Precisazioni del Ministero del Lavoro su trattamenti di disoccupazione e apprendistato.

23 giugno 2016
di Valeria Carbutti

Lo scorso 20 maggio il Ministero del Lavoro e delle Politiche Sociali, rispondendo ad un quesito posto dall’Associazione nazionale Agenzie di somministrazione, ha precisato i limiti dell’applicabilità della normativa in materia di assunzione con contratto professionalizzante di soggetti che abbiano superato i 29 anni di età.

Da un lato, con il D. Lgs. 22/2015 il legislatore ha riordinato le misure di sostegno al reddito previste per il caso di disoccupazione involontaria. Oltre alla Naspi, della quale beneficiano i lavoratori subordinati, è stata riconfermata la misura di sostegno del reddito diretta ai collaboratori parasubordinati, c.d. DIS COLL, è stata, poi, prevista il c.d. Asdi (assegno di disoccupazione) diretto a coloro che hanno fruito della Naspi per la sua intera durata ed è stato introdotto l’assegno individuale di ricollocazione.

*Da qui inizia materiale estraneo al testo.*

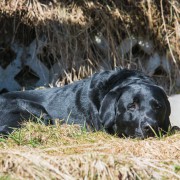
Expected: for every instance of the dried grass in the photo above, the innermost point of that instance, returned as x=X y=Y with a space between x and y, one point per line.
x=66 y=31
x=67 y=152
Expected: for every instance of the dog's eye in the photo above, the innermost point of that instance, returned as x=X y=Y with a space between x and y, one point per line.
x=131 y=106
x=156 y=105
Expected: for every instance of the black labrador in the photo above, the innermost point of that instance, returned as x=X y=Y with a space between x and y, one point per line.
x=122 y=102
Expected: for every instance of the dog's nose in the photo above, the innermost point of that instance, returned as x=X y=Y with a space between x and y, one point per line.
x=149 y=127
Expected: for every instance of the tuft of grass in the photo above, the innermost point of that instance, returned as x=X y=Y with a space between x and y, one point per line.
x=70 y=152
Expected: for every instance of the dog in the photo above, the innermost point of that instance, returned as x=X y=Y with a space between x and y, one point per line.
x=122 y=102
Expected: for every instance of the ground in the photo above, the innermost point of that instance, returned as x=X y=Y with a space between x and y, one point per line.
x=70 y=152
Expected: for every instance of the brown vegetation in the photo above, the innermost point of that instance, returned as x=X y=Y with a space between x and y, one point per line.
x=68 y=29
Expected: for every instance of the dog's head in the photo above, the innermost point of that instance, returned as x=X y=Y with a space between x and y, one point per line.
x=136 y=110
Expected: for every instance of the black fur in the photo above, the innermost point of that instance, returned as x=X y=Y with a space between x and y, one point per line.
x=123 y=102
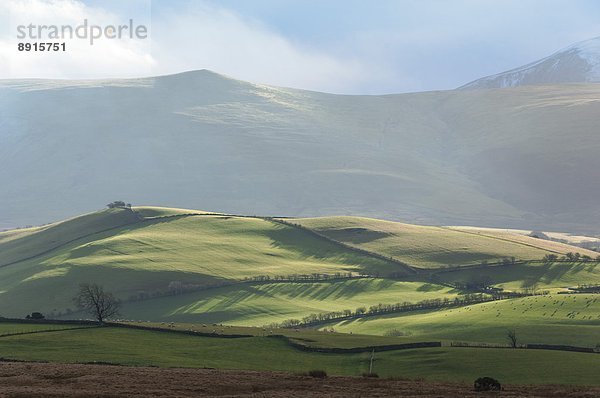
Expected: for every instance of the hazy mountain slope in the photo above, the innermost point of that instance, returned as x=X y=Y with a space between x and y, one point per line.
x=579 y=63
x=513 y=158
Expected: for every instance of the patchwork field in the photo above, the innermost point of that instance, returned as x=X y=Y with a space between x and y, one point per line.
x=265 y=303
x=143 y=348
x=554 y=319
x=218 y=274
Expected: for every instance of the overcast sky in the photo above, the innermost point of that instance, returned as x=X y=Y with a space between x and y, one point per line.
x=341 y=46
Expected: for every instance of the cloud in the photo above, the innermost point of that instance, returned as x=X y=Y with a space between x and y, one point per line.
x=203 y=36
x=196 y=36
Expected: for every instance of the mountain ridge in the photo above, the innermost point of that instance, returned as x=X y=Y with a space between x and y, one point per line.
x=577 y=63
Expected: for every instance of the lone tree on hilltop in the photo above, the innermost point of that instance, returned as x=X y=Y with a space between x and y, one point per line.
x=511 y=336
x=95 y=301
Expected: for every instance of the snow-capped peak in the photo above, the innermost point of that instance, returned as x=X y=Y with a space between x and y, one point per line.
x=578 y=63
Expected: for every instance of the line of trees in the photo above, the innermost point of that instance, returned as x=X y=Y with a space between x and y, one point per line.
x=379 y=309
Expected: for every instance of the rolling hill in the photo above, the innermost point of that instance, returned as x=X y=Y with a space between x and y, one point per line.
x=434 y=247
x=524 y=157
x=195 y=266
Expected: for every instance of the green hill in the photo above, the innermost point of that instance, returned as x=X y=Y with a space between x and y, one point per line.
x=432 y=247
x=553 y=319
x=194 y=266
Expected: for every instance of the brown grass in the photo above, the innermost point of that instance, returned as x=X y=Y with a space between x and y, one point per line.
x=52 y=380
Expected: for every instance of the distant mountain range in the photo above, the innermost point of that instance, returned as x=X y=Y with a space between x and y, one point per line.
x=525 y=157
x=579 y=63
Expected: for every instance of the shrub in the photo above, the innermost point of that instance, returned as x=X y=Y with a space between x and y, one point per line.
x=487 y=384
x=318 y=374
x=35 y=315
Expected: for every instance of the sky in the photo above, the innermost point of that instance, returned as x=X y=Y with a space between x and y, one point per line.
x=339 y=46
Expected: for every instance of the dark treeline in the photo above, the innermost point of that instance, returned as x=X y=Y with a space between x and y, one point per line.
x=304 y=277
x=379 y=309
x=569 y=257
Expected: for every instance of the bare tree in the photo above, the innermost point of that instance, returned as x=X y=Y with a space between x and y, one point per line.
x=93 y=299
x=511 y=336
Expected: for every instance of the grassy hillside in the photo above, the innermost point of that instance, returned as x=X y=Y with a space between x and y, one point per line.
x=262 y=304
x=554 y=319
x=135 y=347
x=432 y=247
x=18 y=245
x=147 y=256
x=187 y=266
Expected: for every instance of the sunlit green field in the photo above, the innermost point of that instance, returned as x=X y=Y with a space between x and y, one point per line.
x=261 y=304
x=431 y=247
x=555 y=319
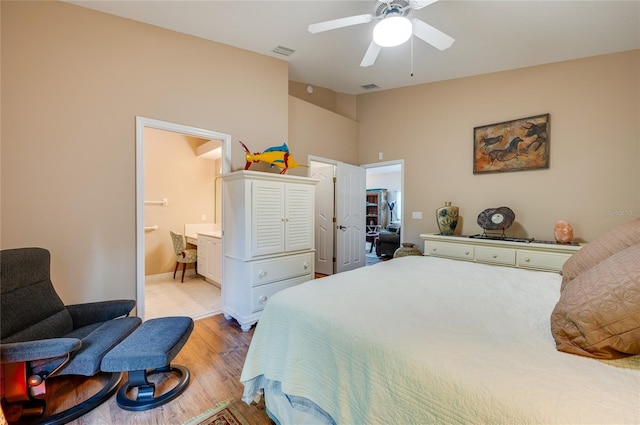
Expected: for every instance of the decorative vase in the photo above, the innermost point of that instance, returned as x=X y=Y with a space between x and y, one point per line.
x=447 y=218
x=563 y=232
x=406 y=249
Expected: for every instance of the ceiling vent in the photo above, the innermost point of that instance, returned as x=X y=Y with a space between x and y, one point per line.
x=370 y=86
x=285 y=51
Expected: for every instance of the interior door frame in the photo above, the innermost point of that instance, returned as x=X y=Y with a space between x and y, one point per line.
x=334 y=163
x=141 y=124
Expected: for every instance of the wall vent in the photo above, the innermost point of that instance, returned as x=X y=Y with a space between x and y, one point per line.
x=285 y=51
x=370 y=86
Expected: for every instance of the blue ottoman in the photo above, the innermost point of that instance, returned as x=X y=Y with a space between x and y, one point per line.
x=147 y=351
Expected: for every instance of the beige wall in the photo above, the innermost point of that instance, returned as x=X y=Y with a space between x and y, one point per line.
x=593 y=180
x=173 y=171
x=316 y=131
x=73 y=81
x=340 y=103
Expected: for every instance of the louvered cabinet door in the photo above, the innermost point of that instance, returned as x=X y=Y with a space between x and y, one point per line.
x=267 y=218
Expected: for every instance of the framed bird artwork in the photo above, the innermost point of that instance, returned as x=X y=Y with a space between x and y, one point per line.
x=516 y=145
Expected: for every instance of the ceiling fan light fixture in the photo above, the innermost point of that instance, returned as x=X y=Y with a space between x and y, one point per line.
x=392 y=31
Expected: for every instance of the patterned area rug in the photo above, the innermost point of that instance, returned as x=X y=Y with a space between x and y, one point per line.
x=222 y=413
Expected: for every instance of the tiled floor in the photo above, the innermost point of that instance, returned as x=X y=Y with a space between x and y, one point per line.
x=195 y=297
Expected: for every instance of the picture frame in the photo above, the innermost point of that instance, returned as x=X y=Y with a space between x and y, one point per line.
x=516 y=145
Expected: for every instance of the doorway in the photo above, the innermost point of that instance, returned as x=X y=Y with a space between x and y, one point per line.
x=328 y=255
x=141 y=124
x=385 y=180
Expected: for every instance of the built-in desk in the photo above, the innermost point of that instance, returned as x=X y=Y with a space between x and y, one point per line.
x=208 y=238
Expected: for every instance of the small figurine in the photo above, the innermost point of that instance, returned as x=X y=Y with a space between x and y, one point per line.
x=563 y=232
x=275 y=156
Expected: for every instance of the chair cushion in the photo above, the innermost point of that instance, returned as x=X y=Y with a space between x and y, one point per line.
x=25 y=282
x=97 y=340
x=191 y=256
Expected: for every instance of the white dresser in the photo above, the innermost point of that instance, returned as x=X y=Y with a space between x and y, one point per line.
x=268 y=239
x=527 y=255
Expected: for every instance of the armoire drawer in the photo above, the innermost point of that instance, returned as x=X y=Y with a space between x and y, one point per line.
x=449 y=250
x=492 y=255
x=541 y=260
x=261 y=294
x=274 y=269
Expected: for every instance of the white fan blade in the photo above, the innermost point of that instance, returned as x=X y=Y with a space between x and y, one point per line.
x=431 y=35
x=340 y=23
x=419 y=4
x=372 y=54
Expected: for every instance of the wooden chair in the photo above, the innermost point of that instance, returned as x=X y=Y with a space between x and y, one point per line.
x=183 y=255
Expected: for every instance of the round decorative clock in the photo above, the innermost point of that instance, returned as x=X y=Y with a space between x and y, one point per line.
x=500 y=218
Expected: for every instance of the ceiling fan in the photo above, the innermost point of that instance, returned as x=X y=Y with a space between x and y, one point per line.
x=394 y=24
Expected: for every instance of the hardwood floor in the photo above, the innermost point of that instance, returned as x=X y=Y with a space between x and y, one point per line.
x=214 y=354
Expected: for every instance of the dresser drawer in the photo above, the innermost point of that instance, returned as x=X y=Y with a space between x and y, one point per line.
x=541 y=260
x=261 y=294
x=449 y=250
x=491 y=255
x=266 y=271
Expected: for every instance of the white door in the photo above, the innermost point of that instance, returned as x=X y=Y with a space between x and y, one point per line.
x=325 y=213
x=350 y=217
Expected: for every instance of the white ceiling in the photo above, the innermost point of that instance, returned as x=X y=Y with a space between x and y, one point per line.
x=490 y=35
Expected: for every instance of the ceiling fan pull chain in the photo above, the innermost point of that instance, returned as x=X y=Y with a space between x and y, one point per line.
x=412 y=56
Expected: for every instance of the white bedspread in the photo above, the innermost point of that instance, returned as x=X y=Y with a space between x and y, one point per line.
x=423 y=340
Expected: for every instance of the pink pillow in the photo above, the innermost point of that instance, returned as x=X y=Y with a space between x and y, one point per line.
x=602 y=247
x=598 y=315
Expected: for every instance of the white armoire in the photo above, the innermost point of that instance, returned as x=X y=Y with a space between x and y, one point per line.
x=268 y=239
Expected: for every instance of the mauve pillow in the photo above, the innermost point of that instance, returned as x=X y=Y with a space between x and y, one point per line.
x=598 y=315
x=602 y=247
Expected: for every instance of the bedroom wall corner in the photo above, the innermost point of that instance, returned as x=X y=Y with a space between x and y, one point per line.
x=314 y=130
x=593 y=179
x=73 y=82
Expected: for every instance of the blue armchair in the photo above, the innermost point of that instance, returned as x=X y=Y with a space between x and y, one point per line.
x=42 y=338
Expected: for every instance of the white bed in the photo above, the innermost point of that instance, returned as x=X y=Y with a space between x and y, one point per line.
x=424 y=340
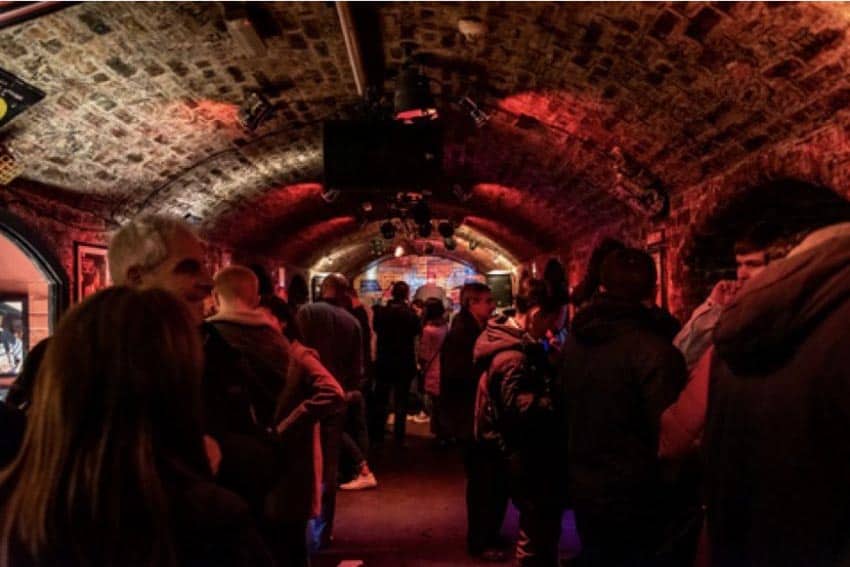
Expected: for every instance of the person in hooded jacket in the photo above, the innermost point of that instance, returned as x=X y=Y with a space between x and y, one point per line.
x=293 y=391
x=776 y=451
x=619 y=372
x=517 y=411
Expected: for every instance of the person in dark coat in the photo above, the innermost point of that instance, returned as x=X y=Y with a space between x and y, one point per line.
x=458 y=375
x=486 y=478
x=269 y=370
x=776 y=451
x=335 y=334
x=127 y=480
x=619 y=372
x=518 y=412
x=396 y=326
x=159 y=251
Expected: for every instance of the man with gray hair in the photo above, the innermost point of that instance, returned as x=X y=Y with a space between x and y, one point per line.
x=163 y=252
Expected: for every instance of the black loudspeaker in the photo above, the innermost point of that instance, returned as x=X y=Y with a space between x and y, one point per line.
x=500 y=285
x=382 y=155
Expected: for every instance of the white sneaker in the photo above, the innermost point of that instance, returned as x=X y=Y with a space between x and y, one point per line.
x=362 y=482
x=421 y=417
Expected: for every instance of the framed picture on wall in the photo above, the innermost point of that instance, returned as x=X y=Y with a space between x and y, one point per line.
x=91 y=271
x=14 y=335
x=657 y=254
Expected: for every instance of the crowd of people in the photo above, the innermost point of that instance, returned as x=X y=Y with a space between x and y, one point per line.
x=148 y=431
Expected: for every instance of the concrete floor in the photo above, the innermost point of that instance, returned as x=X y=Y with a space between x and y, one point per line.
x=416 y=517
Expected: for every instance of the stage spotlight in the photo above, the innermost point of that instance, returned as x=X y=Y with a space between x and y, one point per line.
x=421 y=213
x=446 y=229
x=478 y=116
x=254 y=110
x=388 y=230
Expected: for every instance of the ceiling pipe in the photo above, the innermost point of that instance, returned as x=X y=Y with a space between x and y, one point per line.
x=10 y=16
x=352 y=46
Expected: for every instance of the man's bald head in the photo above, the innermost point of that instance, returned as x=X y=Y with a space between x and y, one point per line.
x=237 y=286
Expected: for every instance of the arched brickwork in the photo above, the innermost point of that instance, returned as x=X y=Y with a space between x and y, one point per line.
x=706 y=218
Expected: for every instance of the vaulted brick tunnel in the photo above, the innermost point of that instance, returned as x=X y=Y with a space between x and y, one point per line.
x=673 y=126
x=593 y=110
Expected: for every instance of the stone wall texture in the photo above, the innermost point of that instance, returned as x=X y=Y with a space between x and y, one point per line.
x=700 y=101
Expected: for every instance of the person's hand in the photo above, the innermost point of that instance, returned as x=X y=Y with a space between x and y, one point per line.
x=724 y=291
x=213 y=453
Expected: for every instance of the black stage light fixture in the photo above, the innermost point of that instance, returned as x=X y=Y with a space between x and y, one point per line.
x=388 y=230
x=254 y=110
x=446 y=229
x=421 y=213
x=413 y=99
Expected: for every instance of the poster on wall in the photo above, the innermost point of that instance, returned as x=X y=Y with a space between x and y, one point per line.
x=15 y=96
x=13 y=334
x=661 y=283
x=91 y=271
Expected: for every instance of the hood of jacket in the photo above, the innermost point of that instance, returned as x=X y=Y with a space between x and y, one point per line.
x=501 y=333
x=249 y=317
x=606 y=318
x=774 y=312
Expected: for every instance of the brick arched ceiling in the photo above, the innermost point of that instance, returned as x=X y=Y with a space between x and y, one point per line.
x=142 y=98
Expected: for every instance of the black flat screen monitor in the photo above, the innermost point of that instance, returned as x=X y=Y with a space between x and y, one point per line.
x=382 y=155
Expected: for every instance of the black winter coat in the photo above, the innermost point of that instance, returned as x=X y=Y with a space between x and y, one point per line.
x=517 y=410
x=250 y=455
x=459 y=376
x=778 y=423
x=620 y=371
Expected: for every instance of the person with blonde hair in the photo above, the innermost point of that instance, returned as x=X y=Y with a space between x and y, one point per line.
x=113 y=470
x=291 y=392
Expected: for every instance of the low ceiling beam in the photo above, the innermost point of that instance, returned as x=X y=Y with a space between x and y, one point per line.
x=352 y=46
x=14 y=13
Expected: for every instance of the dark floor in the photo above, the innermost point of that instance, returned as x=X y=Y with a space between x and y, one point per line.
x=416 y=517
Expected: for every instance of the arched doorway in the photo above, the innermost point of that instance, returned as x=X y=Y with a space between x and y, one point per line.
x=790 y=206
x=33 y=292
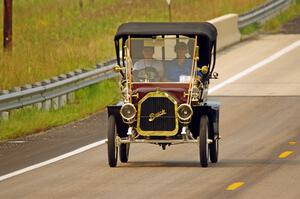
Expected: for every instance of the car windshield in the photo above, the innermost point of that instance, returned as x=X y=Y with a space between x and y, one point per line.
x=168 y=59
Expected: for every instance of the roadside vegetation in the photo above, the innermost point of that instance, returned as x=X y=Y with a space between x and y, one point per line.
x=88 y=100
x=51 y=37
x=274 y=25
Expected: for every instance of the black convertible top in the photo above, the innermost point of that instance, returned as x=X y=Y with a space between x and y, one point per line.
x=190 y=29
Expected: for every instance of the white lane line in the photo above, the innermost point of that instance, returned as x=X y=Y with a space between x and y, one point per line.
x=61 y=157
x=213 y=89
x=256 y=66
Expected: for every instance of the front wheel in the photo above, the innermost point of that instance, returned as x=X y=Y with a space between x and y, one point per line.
x=203 y=144
x=214 y=150
x=124 y=152
x=112 y=149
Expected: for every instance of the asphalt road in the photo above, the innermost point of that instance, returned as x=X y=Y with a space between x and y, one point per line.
x=259 y=151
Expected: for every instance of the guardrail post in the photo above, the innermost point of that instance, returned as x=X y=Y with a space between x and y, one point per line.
x=54 y=101
x=27 y=86
x=38 y=105
x=46 y=105
x=4 y=115
x=62 y=100
x=70 y=96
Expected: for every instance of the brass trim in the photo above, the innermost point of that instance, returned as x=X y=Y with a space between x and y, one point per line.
x=157 y=133
x=153 y=116
x=128 y=104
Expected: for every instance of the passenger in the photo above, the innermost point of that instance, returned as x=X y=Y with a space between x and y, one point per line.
x=191 y=44
x=180 y=66
x=148 y=65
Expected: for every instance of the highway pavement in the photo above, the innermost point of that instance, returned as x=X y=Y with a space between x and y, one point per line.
x=259 y=149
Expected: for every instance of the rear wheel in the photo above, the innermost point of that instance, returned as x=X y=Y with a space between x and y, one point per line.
x=203 y=145
x=124 y=152
x=112 y=149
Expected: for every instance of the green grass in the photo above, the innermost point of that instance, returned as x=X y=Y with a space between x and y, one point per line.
x=274 y=25
x=51 y=37
x=88 y=100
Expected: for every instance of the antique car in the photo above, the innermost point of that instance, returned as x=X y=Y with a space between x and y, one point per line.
x=165 y=73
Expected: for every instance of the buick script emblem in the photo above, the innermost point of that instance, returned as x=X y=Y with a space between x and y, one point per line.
x=153 y=116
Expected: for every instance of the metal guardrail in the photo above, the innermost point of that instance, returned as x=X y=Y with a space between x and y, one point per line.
x=47 y=91
x=263 y=13
x=58 y=89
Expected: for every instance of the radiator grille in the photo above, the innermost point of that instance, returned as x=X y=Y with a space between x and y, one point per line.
x=157 y=115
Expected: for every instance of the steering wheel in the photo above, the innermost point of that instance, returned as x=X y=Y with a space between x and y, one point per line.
x=148 y=74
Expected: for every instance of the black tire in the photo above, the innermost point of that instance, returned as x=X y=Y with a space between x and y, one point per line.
x=214 y=150
x=203 y=145
x=112 y=149
x=124 y=152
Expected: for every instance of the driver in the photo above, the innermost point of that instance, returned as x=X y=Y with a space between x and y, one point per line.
x=148 y=67
x=180 y=66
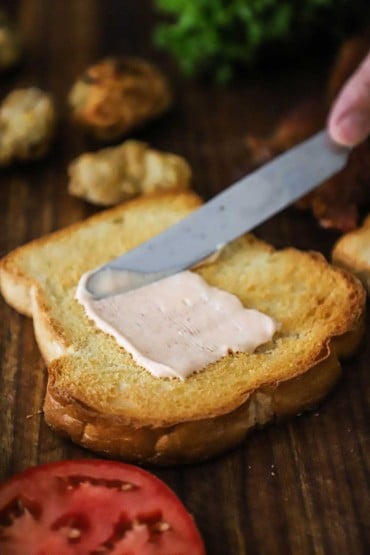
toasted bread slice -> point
(352, 251)
(102, 399)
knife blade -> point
(233, 212)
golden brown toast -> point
(98, 396)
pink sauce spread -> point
(178, 325)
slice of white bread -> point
(98, 396)
(352, 251)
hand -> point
(349, 120)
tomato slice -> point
(93, 507)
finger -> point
(349, 120)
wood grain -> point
(297, 487)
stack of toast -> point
(100, 398)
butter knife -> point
(238, 209)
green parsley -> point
(217, 34)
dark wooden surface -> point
(299, 487)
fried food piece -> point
(27, 123)
(116, 95)
(10, 47)
(115, 174)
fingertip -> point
(350, 130)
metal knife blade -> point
(238, 209)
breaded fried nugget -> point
(27, 123)
(115, 174)
(116, 95)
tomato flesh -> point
(93, 507)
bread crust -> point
(187, 442)
(172, 422)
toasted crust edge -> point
(179, 442)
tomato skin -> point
(93, 507)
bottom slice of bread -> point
(99, 397)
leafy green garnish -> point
(217, 34)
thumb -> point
(349, 120)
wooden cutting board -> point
(297, 487)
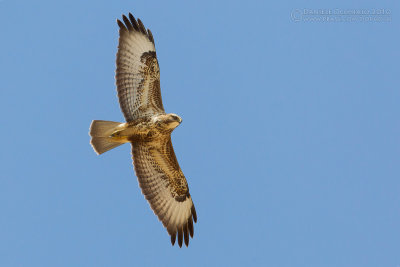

Dall’altro lato il legislatore, sempre nell’ambito del Jobs Act, ha previsto la possibilità per i datori di lavoro di assumere per la qualificazione o riqualificazione professionale con contratto di apprendistato professionalizzante, i lavoratori beneficiari di indennità di mobilità o di un trattamento di disoccupazione senza limiti di età.

Il problema sorge in riferimento a quei trattamenti che sono finalizzati alla ricollocazione: la questione, infatti, è se i soggetti percettori di tali trattamenti possano rientrare tra gli assumibili con contratto di apprendistato professionalizzante senza limiti di età. Con l’interpello 19/2016 il Ministero del Lavoro chiarisce proprio questo aspetto specificando che soltanto i percettori di trattamenti di disoccupazione e quindi di NASPI, DIS COLL e ASDI possono essere assunti fruendo dei benefici di legge riservati ai lavoratori apprendisti.

La normativa citata così come chiarita dal Ministero offre, quindi, ai datori di lavoro la possibilità di assumere lavoratori con contratto di apprendistato benché ultraventinovenni a condizione che fruiscano di un trattamento di disoccupazione, garantendo tutti i vantaggi contributivi, salariali (che discendono dalla possibilità di sottoinquadrare l’apprendista) e fiscali derivanti dalla specifica tipologia contrattuale.